Polly Adema, director of the food research application at California’s College of the Pacific, stated that the sauce’s origins are fuzzy, even though it is probably not deeply rooted in the Japanese lifestyle now. Perhaps, she said, the sauce stems from congruent American and modern Japanese tastes for mayonnaise.
Andoh said that the Japanese are “mayo loopy.” But such speculation would not get you very far.
“Which came first: an affection for mayo or a mayo-enriched dish?” Adema requested. “[It’s] one of those questions we may also never be able to solve.”

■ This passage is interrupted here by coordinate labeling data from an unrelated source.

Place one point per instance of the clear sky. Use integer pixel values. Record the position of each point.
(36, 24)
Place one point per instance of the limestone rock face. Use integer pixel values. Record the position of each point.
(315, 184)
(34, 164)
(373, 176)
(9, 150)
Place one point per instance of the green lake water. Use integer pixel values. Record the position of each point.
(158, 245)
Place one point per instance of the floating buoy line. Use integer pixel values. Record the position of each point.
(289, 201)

The recipe for the sauce is similarly hard to come back using. I reached out to 15 one-of-a-kind restaurants around the U.S. — massive chains and independently-run joints — but everyone turned down my request. “We can’t reveal that data,” a Benihana manager in Maryland informed me. I acquired comparable solutions from a Sakura in New Jersey, an Edohana in Texas, and a Flame in New York.

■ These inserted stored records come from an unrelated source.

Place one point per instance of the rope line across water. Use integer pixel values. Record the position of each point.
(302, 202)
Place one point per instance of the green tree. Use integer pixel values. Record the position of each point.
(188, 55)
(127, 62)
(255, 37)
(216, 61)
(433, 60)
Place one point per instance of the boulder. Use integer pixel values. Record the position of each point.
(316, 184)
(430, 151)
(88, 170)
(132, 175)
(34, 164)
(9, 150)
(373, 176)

Chuck Cutler encountered a completely similar problem 25 years ago when he first tasted white sauce in a teppanyaki restaurant. “I noticed that everyone at the table has been asking for bowls of white sauce … So I attempted it. I became instantly hooked.”
Cutler spent a decade asking exclusive restaurants for the recipe, to no avail. “It’s a Japanese secret,” cooks could tell him. One day, even though he stumbled across a sauce produced by using a teppanyaki eating place in a Florida grocery shop, he stumbled across a sauce. He remembers it being known as a vegetable sauce. So he bought a bottle “and darned if it failed to flavor precisely like what I was searching.”

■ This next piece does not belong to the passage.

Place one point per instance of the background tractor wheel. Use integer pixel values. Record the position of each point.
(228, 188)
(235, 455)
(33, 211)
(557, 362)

Using the elements listed on the vegetable sauce bottle, Cutler changed into providing you with his recipe (Chuck’s Easy Recipe). In revenge against the rejected restaurants, he made a website for Japanese-Steakhouse-White-Sauce.Com. According to Cutler, it was the first good recipe online. Created nearly a decade and a half ago, the internet site now has 229 pages of feedback from traffic. There “are hundreds of comments from people all around the international saying, ‘Oh my God, I’ve been looking for this forever,’ ” he said. “Ninety-8 percent of them is tremendous.”
The sauce’s recognition and intrigue led one teppanyaki eatery proprietor, Terry Ho, to begin bottling it in bulk. He owns more than 20 eating places in the South—a few teppanyakis and a few Chinese. He has lived in Albany, Ga., since the 1970s, while his grandfather immigrated to the U.S. From Taiwan.
Ho’s sauce is called Terry Ho’s Yum Yum Sauce.
The name is exclusive and has a nifty branding flow. According to Ho, “Yum Yum Sauce” is more appealing than white sauce or shrimp sauce; neither of those is even a vaguely correct description of the real sauce. “There’s no shrimp in this recipe,” he said. Why are you calling it shrimp sauce?” However, Yum Yum Sauce fits: “Well, I mean, it tastes yummy.”
For years, Southerners who had tasted or heard about Ho’s Yum Yum Sauce — which he made a bit otherwise from others (less oil and sugar) — could come to his restaurants soliciting for sixteen or 20 oz of it. He would dole it out in Styrofoam containers.